Sullivan also noted that many local real-time platforms lack effective dispute resolution mechanisms, a weakness Visa sees as a strategic advantage. “Many of them are reaching out to us, saying, “How can we have better security?””
The strategic pivot
For Visa, the contactless shift is not just about enabling tap-to-pay at physical merchants. The firm is working to embed its infrastructure more deeply into Africa’s growing digital payment ecosystem. It is rolling out Visa Pay, a new real-time B2B payment platform in the Democratic Republic of Congo. Sullivan said the platform is currently undergoing regulatory approvals. Visa is also exploring the integration of stablecoins into its broader payment ecosystem.
Visa’s approach in Africa hinges heavily on partnerships with local fintechs and banks to navigate the fragmented regulatory and infrastructure landscape. The firm now works with over 1,000 issuers across the continent. “You need to have partners in each of these different countries… the fintech community, particularly, is central to our broader strategy,” Sullivan said.
In December 2024, the payments giant invested in Moniepoint, the Nigerian fintech unicorn known for its dominant agent banking infrastructure in Nigeria. Moniepoint processed over 5.2 billion transactions in 2024 and serves over 1.6 million businesses. Its deep roots in the informal economy give Visa a channel to scale contactless offerings in everyday commerce.

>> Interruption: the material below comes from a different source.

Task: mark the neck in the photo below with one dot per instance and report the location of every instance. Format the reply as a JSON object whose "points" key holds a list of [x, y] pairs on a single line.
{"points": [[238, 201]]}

Visa is trying to strike a delicate balance: expand fast in Africa without alienating fintechs increasingly wary of high fees and dependence on foreign networks. Sullivan’s message was clear: Visa doesn’t just want to be a card company in Africa, it wants to be the rails, working with everyone from banks to fintechs to modernise how payments move.
Business outlook
With the rising cost of relying on international card networks like Visa and Mastercard after a naira devaluation, Nigerian fintechs are increasingly turning to local alternatives such as Verve and AfriGo. OPay and Moniepoint have collectively issued more than 17 million Verve cards. In March 2025, PalmPay and Moniepoint partnered with AfriGo to roll out contactless payment cards and tap-to-pay solutions across Nigeria.
But Visa says growth in the region hasn’t slowed. “We still see Visa growing tremendously across the continent. The rate of growth is only getting faster,” Sullivan said.
The company plans to invest $1 billion in Africa by 2027, and says it’s on track. With nine offices and over 500 employees, Sullivan said, “Africa is a super important region for us—and we’re just getting started.”